Methods: The National Cancer Database (NCDB) was queried for sinonasal invasive SCC, grade 3 (poorly differentiated) from 2004 to 2014. Patient demographics (age, sex, and race), tumor characteristics (TNM stage, primary site, grade, and histological subtype), and treatment characteristics (year, treatment modalities, facility volume, and surgical margin status) were tabulated. Kaplan–Meier (KM) analysis was performed to compare overall survival (OS) between tumor histology subtype as well as primary tumor site. Multivariable Cox’s proportional hazards regression was performed for statistical analysis of treatment regimen on OS.

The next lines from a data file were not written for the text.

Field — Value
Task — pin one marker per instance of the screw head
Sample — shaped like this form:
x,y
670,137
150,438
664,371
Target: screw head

Results: A total of 1,074 patients were identified. Most patients were white (82%) males (67%) with a median age of 64 years. The maxillary sinus was the most common site (45%) and SCC, NOS the most common subtype (72%). T4 tumors were observed in 50% of patients with most patients treated at high volume facilities (77%) with radiation therapy alone (25.2%) followed by surgical resection with adjuvant radiation (24.4%). Among them, 626 patients underwent surgical resection as part of their treatment and in 63% of these cases, negative margins were obtained. In KM analysis, spindle cell SCC histological subtype was associated with worse OS (median OS: 15.1 months, p = 0.028) as were primary tumors of the maxillary sinus (median OS: 25 months, p < 0.001). In our Cox-PH model, higher T-stage (HR = 1.92, 2.61, and 3.60 for T2, T3 and T4 patients, respectively; p < 0.001) and age (HR = 1.02, p < 0.001) was associated with worse survival. Treatment at a high-volume facility (HR = 0.68, p = 0.01) and those who underwent surgical resection followed by adjuvant radiation (HR = 0.68, p = 0.01) had improved OS. Chemotherapy within the treatment regimen did not confer survival benefit overall (NS). In a model of only surgical patients, surgery plus adjuvant radiation when negative margins were obtained (HR = 0.71, p = 0.09), and surgery plus chemoradiation when positive margins were present (HR = 0.63, p = 0.08) trended toward improved survival.
Conclusion: Sinonasal PDSCC appears to be best treated at high-volume centers with surgical resection plus adjuvant radiation. Chemotherapy may have a role in patients with positive surgical margins along with adjuvant radiation. A prospective, multicenter, randomized controlled trial is necessary to confirm these findings.